Although our H3O will not harm ordinary skin (for reasons that are still baffling the academics with whom we have shared it), it will burn holes in fabrics (particularly cotton), in its undiluted concentrate form, after a day or two. Since we sell the concentrate version, please be well aware of this. We discovered this for ourselves after asking why those in the lab had holes in their work clothes. The known medical effects and benefits of H3O which we know, to this point, are viewable from links to the left of this article. You should not interpret any of our lab notes as an indication of a claimed treatment or cure. We doubt that any regulatory agency on earth will ever approve it as a claimed treatment. Therefore, we reproduce the results submitted by end users for your perusal.
Using pH strips that you can buy from a local drug store, you will see that our H3O concentrate consistently tests at 0.0 to 0.5. And yet... it is completely non-corrosive.
INGREDIENTS: Purified water, high concentration hydronium ion in aqueous solution, sulphuric acid.

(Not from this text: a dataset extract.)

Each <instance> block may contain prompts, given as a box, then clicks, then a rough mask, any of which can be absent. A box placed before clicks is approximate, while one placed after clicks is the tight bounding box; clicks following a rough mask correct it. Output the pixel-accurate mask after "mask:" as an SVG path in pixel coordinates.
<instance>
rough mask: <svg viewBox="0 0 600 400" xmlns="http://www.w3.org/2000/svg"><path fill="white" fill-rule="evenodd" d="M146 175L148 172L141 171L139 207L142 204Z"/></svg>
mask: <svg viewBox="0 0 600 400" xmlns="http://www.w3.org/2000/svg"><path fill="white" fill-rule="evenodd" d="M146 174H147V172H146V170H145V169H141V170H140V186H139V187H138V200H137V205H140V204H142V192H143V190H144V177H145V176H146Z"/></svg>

DIRECTIONS: Use the pH strips that accompany this product to lower acidity to desired level. Since your base water will probably be on the acid side of a neutral 7.0, you will need to initially experiment to see what ratio of water-to-H3O produces the desired pH product you are looking for. The pH you are looking for will depend on your particular application. Since H3O has numerous uses, you will want to have several dilution ratios to serve different applications for your hydronium. We provide some examples on the right side panel of this label.
DILUTION GUIDELINES: If you are using our H3O concentrate for the first time, use the pH strips that accompany the Starter Kit to find the dilution ratios that match your “base water.” Since 1 fl. oz. of H3O to a gallon of water will achieve a 1.6 to 2.0 pH using most purified water (1:129 ratio), many people use this for most applications. If you are using the product for certain medical applications or for your own research at more acidic ranges, you may want a more precise pH. Your base water is ideally “purified” (distilled or “RO”).
WARNING: If you get H3O concentrate in your eyes, just wash/dilute with water.
The New "Super"
Preliminary testing shows that H3O has incredible potential as a food preservative. The same "super anti-microbe" characteristics it has generated in medical applications is manifesting in food preservation tests. In a separate report, H3O & Food Stability: A Test, we discuss test results obtained last year on post-harvest tomatoes, which we hope will encourage other, politically-neutral research institutions to follow our lead and those of our associates. If the results to date stand up under scrutiny, there is the distinct possibility that stabilized H3O could not only replace the usual standard-fare food-grade acidulents, such as phosphoric, citric, and lactic acids in a variety of applications, but, of even greater significance and importance, it would replace entire categories of preservatives: virtually all sorbates, benzoates, proprionates, nitrates, and their salts for most food processing stability applications, particularly in fluid and "IM mode" (intermediate moisture) substrates.